Santiago el Mayor, hijo de Zebedeo fue uno de los Apóstoles más cercano al Señor. De hecho lo encontramos junto con Pedro y su hermano Juan en el episodio de la Transfiguración y en la Oración en el huerto de Getsemaní. Según la Tradición, fue el evangelizador de España y por esto lo tenemos como Patrón. En él se cumplen las palabras de Pablo que escuchamos en la Segunda Lectura, en la Segunda Carta a los Corintios: “el tesoro del ministerio lo llevamos en vasijas de barro”. Un simple pescador de Galilea, probablemente iletrado, se convierte en apóstol que llega hasta el “fin de la tierra” y en el primero de los Doce en dar la vida por el Señor. No le detuvo su pequeñez, su incultura, su incapacidad, más aun, esto se convirtió en su fuerza porque de este modo se manifestó “que una fuerza tan extraordinaria es de Dios y no proviene de nosotros”.

Las palabras proféticas de Jesús en el Evangelio que responden a la petición de la madre de Santiago se cumplieron con creces: Santiago bebió el Cáliz del Señor, dio la vida por Él, compartió sus padecimientos, fue entregado a la muerte, y por esto venció, la “vida del Señor se manifestó en su carne mortal”.

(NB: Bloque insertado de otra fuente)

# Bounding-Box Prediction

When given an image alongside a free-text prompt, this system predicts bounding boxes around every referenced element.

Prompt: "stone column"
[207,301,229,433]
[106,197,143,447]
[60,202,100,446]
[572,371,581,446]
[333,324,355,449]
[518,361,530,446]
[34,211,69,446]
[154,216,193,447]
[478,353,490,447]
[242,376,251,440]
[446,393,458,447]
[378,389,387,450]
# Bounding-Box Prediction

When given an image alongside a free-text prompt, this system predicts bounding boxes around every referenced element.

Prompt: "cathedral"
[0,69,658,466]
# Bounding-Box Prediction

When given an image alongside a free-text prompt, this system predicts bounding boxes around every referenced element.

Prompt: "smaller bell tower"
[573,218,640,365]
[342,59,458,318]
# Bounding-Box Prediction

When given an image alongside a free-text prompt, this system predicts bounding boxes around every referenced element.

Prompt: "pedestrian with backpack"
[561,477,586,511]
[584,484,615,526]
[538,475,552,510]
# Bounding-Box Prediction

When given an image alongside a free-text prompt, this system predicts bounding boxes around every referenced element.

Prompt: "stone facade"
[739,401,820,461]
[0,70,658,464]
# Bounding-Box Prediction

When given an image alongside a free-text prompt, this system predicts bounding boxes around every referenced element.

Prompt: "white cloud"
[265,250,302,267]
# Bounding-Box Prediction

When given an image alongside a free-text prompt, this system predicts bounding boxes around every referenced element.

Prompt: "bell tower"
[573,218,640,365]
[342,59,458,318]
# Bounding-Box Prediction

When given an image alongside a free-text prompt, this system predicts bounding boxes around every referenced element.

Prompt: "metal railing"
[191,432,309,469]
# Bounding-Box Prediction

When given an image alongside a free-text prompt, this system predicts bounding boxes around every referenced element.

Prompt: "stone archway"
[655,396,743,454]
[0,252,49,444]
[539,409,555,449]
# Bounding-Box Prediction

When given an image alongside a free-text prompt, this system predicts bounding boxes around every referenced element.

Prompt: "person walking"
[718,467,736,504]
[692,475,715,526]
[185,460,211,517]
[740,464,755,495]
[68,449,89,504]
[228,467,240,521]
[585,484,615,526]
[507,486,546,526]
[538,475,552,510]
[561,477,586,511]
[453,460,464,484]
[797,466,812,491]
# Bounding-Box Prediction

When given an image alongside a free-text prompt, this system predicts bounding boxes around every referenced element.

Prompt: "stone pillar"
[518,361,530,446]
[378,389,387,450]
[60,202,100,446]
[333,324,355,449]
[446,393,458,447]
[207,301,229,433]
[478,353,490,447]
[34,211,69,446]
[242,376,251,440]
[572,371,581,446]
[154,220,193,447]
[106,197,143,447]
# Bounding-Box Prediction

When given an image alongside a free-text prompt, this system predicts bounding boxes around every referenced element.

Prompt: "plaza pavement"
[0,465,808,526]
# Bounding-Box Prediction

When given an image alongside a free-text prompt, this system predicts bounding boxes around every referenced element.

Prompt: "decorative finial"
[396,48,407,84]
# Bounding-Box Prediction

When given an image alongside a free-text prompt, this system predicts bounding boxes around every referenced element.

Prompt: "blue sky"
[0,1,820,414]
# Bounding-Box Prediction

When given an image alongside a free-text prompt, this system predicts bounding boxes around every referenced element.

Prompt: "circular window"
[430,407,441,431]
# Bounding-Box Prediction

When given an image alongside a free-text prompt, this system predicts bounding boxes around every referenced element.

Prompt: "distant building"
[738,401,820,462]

Todos, pequeños y grandes, doctos e incultos, estamos llamados a esto. Desde el Bautismo somos marcados, incorporados a la muerte de Cristo, para que en nuestra vida se manifieste su victoria. A unos, como a Santiago, el Señor los llama para que gasten su existencia en el trabajo Evangélico activo, a otros para que en su actuar cotidiano sean testigos de la Salvación de Dios. Es cierto que no es fácil, que nos atacan por todos los lados, que estamos acosados, en ocasiones apurados, que nos derriban una y otra vez, pero no nos aplastan, no desesperamos, no nos rematan porque, como Santiago, en todo esto vencemos por Aquel que nos ha amado.